Walmart had planned the move to digital prescriptions as part of its push to curtail the country’s opioid epidemic. Electronic prescribing potentially reduces fraud and prevents patients from getting multiple prescriptions for the same drug.

The AMA welcomed Walmart’s reversal. “The AMA welcomes Walmart’s decision to delay implementation of an electronic prescribing mandate that would have resulted in harm to millions of Americans, including many in rural areas who rely on Walmart as the only pharmacy in reasonable distance," said Patrice Harris, M.D., AMA president and chair of the AMA Opioid Task Force, in a statement emailed to Fierce Healthcare.

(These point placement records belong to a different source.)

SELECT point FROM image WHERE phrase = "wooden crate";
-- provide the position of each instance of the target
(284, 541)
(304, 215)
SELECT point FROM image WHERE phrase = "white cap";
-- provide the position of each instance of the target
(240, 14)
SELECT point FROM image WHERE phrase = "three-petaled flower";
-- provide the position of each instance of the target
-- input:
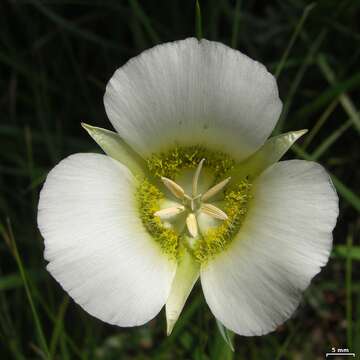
(189, 189)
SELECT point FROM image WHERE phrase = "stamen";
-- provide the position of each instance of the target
(175, 189)
(215, 189)
(192, 225)
(196, 177)
(213, 211)
(170, 212)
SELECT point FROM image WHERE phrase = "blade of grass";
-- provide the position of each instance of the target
(145, 21)
(348, 277)
(318, 125)
(293, 38)
(343, 190)
(198, 21)
(345, 100)
(346, 251)
(38, 326)
(235, 28)
(327, 96)
(330, 140)
(298, 78)
(57, 332)
(70, 27)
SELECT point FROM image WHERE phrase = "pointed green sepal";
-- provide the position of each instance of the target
(187, 273)
(114, 146)
(226, 334)
(271, 152)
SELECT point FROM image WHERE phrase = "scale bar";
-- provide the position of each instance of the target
(340, 354)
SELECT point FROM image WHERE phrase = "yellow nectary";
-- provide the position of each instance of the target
(235, 202)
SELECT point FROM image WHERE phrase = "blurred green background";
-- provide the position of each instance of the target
(55, 59)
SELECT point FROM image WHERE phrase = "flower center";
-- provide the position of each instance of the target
(196, 207)
(194, 204)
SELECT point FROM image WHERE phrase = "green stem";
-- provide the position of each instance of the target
(198, 21)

"The policy, which the AMA urged Walmart to delay, was not developed in consultation with the nation’s physicians, who support electronic prescribing of controlled substances, but want to see it implemented in a manner that supports—rather than disrupts—patient care,” said Harris. 

It’s unclear if Walmart will set a new cutoff date for accepting paper prescriptions.

RELATED: Rapid opioid cutoff risky too, feds warn

Starting January 1, six more states—Arizona, Florida, Iowa, North Carolina, Oklahoma and Rhode Island—will require electronic or e-prescriptions for controlled substances, according to USA Today.

Medicare Part D will require controlled substances prescriptions to be submitted electronically starting in January 2021.

In the letter to Walmart, Madara urged Walmart to align its timeframe for requiring electronic prescriptions for controlled substances with a change in federal law. As part of the SUPPORT for Patients and Communities Act, which President Donald Trump signed in October 2018 to combat the opioid epidemic, some Medicare prescriptions must be sent electronically starting Jan. 1, 2021.

There are significant regulatory barriers that have prevented widespread electronic prescribing for controlled substances, Madara said, including the need to update Drug Enforcement Administration (DEA) regulations, including a requirement for biometric authentication. He said requiring electronic prescriptions for controlled substances prior to those regulatory changes is likely to have unintended consequences.

The SUPPORT Act requires the agency to modify these requirements and the DEA is currently working to make these modifications.